África: ¡¡Estoy de oír eso hasta el moño!! Y si no fuese porque tengo aquí al lado a Juan como un bulldog inglés para impedir que me mueva de mi jaula de cristal, ahora mismo estaría allí con vosotras, ayudándoos.
Lola: Lo sabemos, pero no te preocupes; todo está controlado.
África: Nada de eso, no pienso quedarme al margen. A las dos os espero en mi casa para comer y no quiero excusas. ¡¿Entendido?!
Lola: Te estás pareciendo a tu madre... ja, ja, ja, ja.
África: Lola, estoy muy cabreada, así que no me toques las narices.

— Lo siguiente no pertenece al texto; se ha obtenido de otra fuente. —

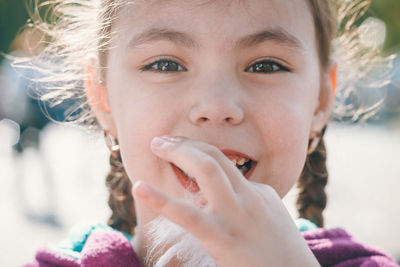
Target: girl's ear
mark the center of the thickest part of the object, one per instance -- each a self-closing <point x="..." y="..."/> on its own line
<point x="96" y="94"/>
<point x="325" y="100"/>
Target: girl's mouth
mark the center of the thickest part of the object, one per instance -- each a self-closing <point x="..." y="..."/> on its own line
<point x="244" y="163"/>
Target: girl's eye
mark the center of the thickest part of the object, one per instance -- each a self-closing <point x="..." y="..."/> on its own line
<point x="266" y="66"/>
<point x="164" y="65"/>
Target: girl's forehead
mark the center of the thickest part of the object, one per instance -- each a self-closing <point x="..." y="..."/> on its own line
<point x="208" y="19"/>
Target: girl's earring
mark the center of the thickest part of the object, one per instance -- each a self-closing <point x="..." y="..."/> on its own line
<point x="111" y="142"/>
<point x="313" y="143"/>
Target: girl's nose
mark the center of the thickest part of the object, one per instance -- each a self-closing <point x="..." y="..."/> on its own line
<point x="217" y="105"/>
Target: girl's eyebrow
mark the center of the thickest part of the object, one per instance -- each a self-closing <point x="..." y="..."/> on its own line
<point x="157" y="34"/>
<point x="278" y="35"/>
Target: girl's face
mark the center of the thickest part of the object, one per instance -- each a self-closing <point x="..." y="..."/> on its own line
<point x="239" y="75"/>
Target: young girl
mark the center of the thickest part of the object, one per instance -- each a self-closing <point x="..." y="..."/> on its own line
<point x="212" y="110"/>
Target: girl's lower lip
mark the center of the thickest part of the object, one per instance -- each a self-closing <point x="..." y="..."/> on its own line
<point x="185" y="181"/>
<point x="191" y="185"/>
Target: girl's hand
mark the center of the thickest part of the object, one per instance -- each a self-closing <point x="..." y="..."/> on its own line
<point x="245" y="224"/>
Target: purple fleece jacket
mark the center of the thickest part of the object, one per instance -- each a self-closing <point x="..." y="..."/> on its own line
<point x="103" y="247"/>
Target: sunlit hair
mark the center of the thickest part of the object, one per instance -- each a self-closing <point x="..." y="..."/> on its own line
<point x="77" y="33"/>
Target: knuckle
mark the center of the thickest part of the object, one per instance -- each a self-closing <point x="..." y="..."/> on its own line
<point x="207" y="165"/>
<point x="212" y="151"/>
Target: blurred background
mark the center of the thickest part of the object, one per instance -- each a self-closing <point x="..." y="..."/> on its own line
<point x="52" y="176"/>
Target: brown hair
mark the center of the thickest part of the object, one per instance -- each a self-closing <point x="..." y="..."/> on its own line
<point x="312" y="198"/>
<point x="80" y="32"/>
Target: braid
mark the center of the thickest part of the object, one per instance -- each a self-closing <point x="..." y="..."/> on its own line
<point x="123" y="216"/>
<point x="312" y="197"/>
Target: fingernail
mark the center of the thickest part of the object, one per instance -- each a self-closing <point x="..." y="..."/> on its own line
<point x="142" y="190"/>
<point x="159" y="141"/>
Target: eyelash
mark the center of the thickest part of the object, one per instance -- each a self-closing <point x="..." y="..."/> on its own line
<point x="276" y="67"/>
<point x="257" y="67"/>
<point x="155" y="66"/>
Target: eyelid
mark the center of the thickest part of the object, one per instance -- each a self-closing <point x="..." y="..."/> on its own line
<point x="271" y="60"/>
<point x="160" y="59"/>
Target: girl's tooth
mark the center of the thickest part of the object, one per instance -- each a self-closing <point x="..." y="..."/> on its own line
<point x="241" y="161"/>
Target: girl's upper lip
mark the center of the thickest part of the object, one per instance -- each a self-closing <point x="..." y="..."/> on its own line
<point x="232" y="154"/>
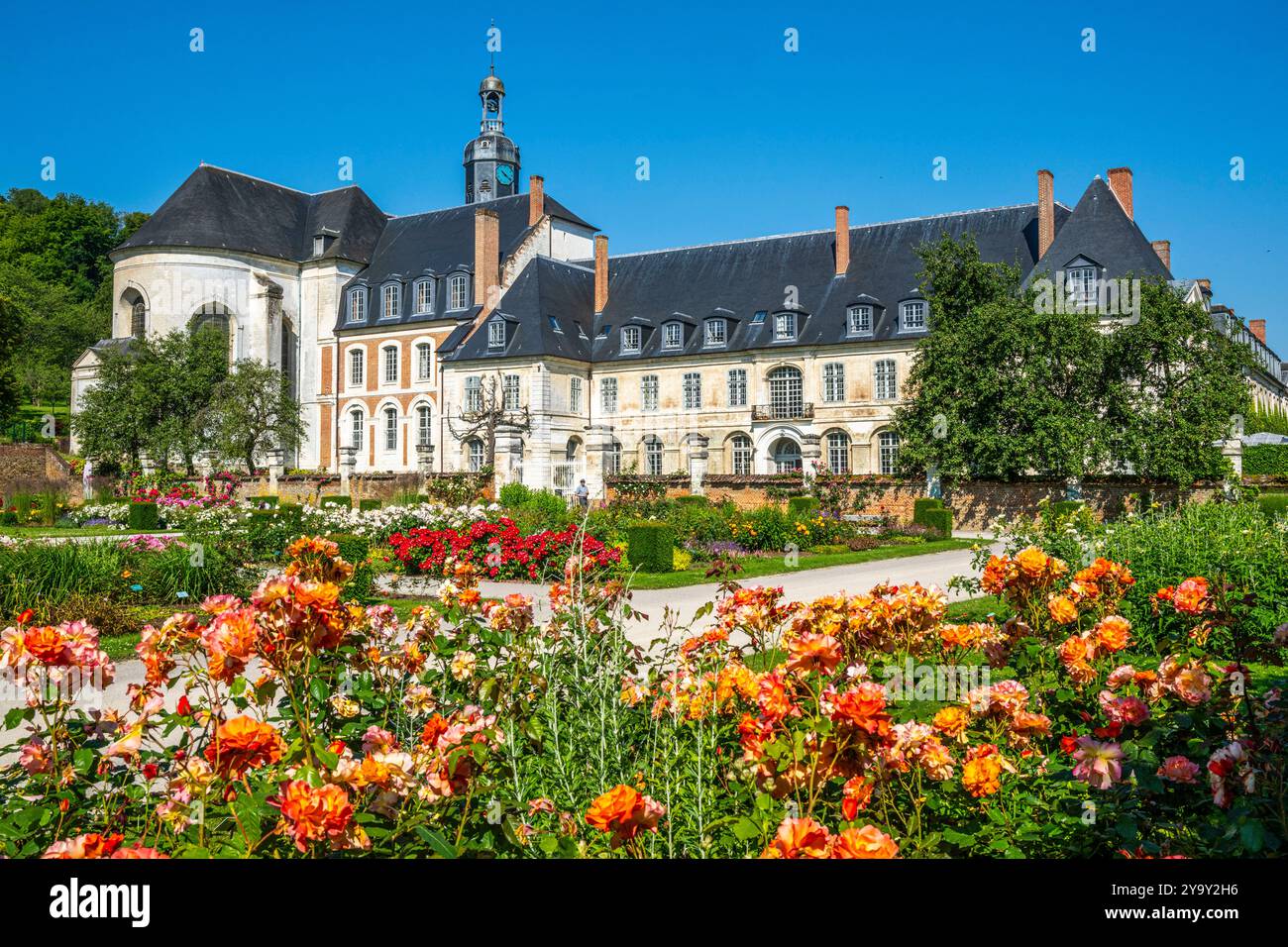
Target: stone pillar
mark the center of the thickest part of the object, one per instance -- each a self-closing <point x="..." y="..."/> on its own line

Sara: Vale, comeremos juntas. Tú ganas.
África: Así me gusta. Luego nos vemos.
A eso de la una del mediodía, Lola se deja caer sobre el sofá y anuncia:
—Bueno, yo creo que por hoy ya hemos hecho suficiente y nos hemos ganado nuestro bien merecido descanso.
La cosa es que entre las tres lo hemos recogido prácticamente todo. Sólo queda la ropa de mi armario, pero eso lo iré haciendo yo y así aprovecharé para hacer limpieza y tirar cosas que ya no me pongo, pienso al cerrar la puerta de mi piso con mi nueva llave.
Al pasar por el tercero B, un escalofrío recorre mi espalda al recordar que ahí era donde vivía Mario antes de mudarse a mi casa y me digo que, de todas las malas decisiones que tomé y las cosas que acepté, ésa es la única de la que ahora puedo sacar beneficio, pues sería muy difícil tenerlo de vecino en estos momentos.